“The repeated occurrence of sexual harassment and sexual misconduct at such a high level shows a failure to appreciate a serious issue within the agency,” Pennsylvania Inspector General Donald L. Patterson said yesterday in a 112-page report on sexual misconduct and harassment in the State Police.
The Philadelphia Inquirer reports that Patterson took to task past and present State Police policies – from how recruits are hired to how troopers are disciplined. The report documents systematic problems at the agency.
Gov. Ed Rendell announced that he had hired Kroll Inc., an international security firm, to monitor the State Police for a year to ensure that policy changes are made to prevent sexual misconduct.
Allegations of widespread misconduct arose in May in a civil suit against a jailed former trooper.
Thomas Sheridan, the attorney for the plaintiff, attached dozens of trooper misconduct case files to bolster the contention that State Police brass did little to thwart such sexual transgressions.

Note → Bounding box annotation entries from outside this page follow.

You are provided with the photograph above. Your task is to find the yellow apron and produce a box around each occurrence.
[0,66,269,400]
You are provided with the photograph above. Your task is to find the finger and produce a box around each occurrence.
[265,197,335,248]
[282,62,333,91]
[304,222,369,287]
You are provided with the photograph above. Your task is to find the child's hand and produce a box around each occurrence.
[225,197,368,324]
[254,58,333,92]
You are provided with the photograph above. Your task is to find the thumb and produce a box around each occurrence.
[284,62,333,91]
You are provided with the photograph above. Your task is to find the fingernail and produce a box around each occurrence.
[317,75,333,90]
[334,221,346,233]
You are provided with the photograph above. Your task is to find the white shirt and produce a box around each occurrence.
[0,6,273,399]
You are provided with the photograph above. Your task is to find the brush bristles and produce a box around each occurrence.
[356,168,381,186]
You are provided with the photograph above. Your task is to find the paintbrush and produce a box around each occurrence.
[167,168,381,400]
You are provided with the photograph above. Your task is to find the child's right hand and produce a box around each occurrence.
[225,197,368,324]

An internal investigation found 68 substantiated misconduct cases against 75 troopers, two liquor-control officers, and two civilian employees from 1995 and 2001.
The head of the state troopers’ union was quoted in the report as saying “the fact that [female officers] ride in patrol cars with men all night, essentially ‘spending the night together’ – has put an ‘extra burden on policing’ and has caused problems of sexual harassment and sexual misconduct.” The officer says it was his lawyer, not he, who made the comment.